W południe w budynku dworca PKP w Wodzisławiu odbyło się spotkanie z muzealnikami i historykami poświęcone Marszowi Śmierci. Dzięki dociekliwości i niezwykłej wiedzy Jana Delowicza, cenionego dokumentalisty z żorskiego muzeum, na jaw wychodzą nieustannie nowe, niezwykle cenne fakty, dotyczącego tego tragicznego wydarzenia sprzed 75 lat. Jan Delowicz miał okazję rozmawiać z bliskimi osób, które uczestniczyły w marszu śmierci lub są krewnymi osób, które w marszu straciły życie.
W swojej prelekcji Delowicz przedstawił historię rodziny, która w piwnicy ukrywała więźniów, a na strychu ojca, który nie chciał wracać do jednostki wojskowej z urlopu, tym samym narażając się podwójnie na pewną śmierć w przypadku zdemaskowania. Przedstawił historię feldmarszałka armii Cesarstwa Austro-Węgier Johanna Friedländera, więźnia Auschwitz i uczestnika Marszu Śmierci zastrzelonego w pobliżu Wodzisławia, losy więźniarek, które przebywały na wsi na Wilchwach, w tym Noemi Judkowski, która w obozie znana była pod nazwiskiem Zofia Rosenstrauch. Pracowała w biurze projektowym w barakach w Brzezince. Po wojnie wydała wspomnienia oraz namalowała rysunki przedstawiające sceny, które pamiętała.
Delowicz nie zapomniał również o dzieciach, które szły w marszu śmierci.
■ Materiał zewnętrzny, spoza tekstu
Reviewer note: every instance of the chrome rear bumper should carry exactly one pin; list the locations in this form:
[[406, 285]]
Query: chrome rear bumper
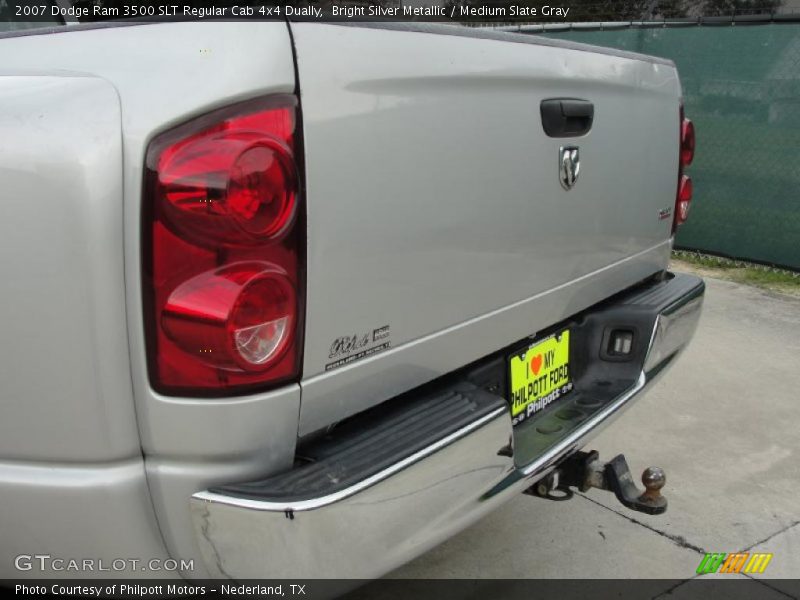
[[396, 514]]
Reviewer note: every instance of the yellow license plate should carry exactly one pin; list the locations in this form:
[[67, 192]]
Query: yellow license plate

Kwestia ta jest niezwykle ważna, lecz często pomijana. Niektóre dzieci uczestniczące w marszu miały wielkie szczęście, bo zdarzało się, że dokarmiali je SS-mani. Niestety, los nie był łaskawy dla wszystkich. Gdy matki nie były już w stanie iść dalej, były brutalnie mordowane razem ze swoimi dziećmi.
Poruszony został także temat numerów obozowych więźniów oraz zbiorowych mogił. Często zdarzało się, że numery znajdujące się na pasiaku danego więźnia nie były jego numerem, bo pasiak albo pożyczył od innego więźnia, albo ściągnął go z trupa leżącego na trasie marszu. A co z numerami znajdującymi się na ich ciele? Te również często były nie do odczytania. Groby kopano najczęściej w piasku, ze względu na bardzo niskie temperatury. Po upływie 6 miesięcy w takiej mogile odczytanie numerów obozowych nie było już możliwe.